Richard 16 Feb 12, 2009 05:15 PM

I love uni and I get it when I can. There are, however, a lot of different types and places of harvesting (Japan, S. Cal., Maine). Will someone here please post a primer?

  1. a
    aea6574 Feb 16, 2009 06:39 PM

    Sorry, I do not more, but would like too.

    Also, why is uni stored in wood?

    Best regards, tony

    2 Replies
    1. re: aea6574
      Richard 16 Feb 17, 2009 06:19 AM

      I spoke with ISF Trading Co. out of Maine (Sea Urchin ISF, Maine), and they said:

      1) Wood boxes generally are used by restaurants, and supermarkets the plastic.
      2) The wood boxes have a higher grade uni.

      Why the latter is so I don't know - yet. Tradition? Humidity control? Taste? (Does wood - and more specifically the type of wood - affect the taste?) Appearance?

      1. re: Richard 16
        Richard 16 Feb 17, 2009 07:47 AM

        Catalina, a supplier out of S. Cal wrote:

        "For shipping so the uni will not move in transit"

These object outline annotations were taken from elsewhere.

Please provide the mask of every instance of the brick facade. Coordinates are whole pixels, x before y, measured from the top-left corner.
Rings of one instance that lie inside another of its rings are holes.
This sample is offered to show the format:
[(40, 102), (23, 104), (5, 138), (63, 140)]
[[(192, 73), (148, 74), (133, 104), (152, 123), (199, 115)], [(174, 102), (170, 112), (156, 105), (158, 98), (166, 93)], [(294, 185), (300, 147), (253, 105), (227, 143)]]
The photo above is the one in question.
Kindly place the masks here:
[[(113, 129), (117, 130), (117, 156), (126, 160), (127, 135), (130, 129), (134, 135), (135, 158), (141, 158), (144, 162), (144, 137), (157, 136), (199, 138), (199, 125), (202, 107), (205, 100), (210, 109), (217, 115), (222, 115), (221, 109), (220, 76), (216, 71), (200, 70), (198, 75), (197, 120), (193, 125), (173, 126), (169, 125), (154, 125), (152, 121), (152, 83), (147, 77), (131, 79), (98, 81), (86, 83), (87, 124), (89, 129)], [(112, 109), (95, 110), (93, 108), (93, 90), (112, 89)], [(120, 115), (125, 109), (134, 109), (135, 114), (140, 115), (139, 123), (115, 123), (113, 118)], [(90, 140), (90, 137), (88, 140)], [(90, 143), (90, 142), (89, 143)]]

    2. Insidious Rex Feb 13, 2009 10:01 AM

      Richard, they touched on it in the Sushi Man thread: http://chowhound.chow.com/topics/574740. Hope that helps.

      1 Reply
      1. re: Insidious Rex
        Richard 16 Feb 16, 2009 12:29 PM

        Thanks, IR!

        There were only two posts that I could find in that thread, and one of them was mine.....

        However I am looking for more details. I have some from "A Connoisseur's Guide to Sushi", but I am looking for comments from ya'll. Differences in taste, texture, etc.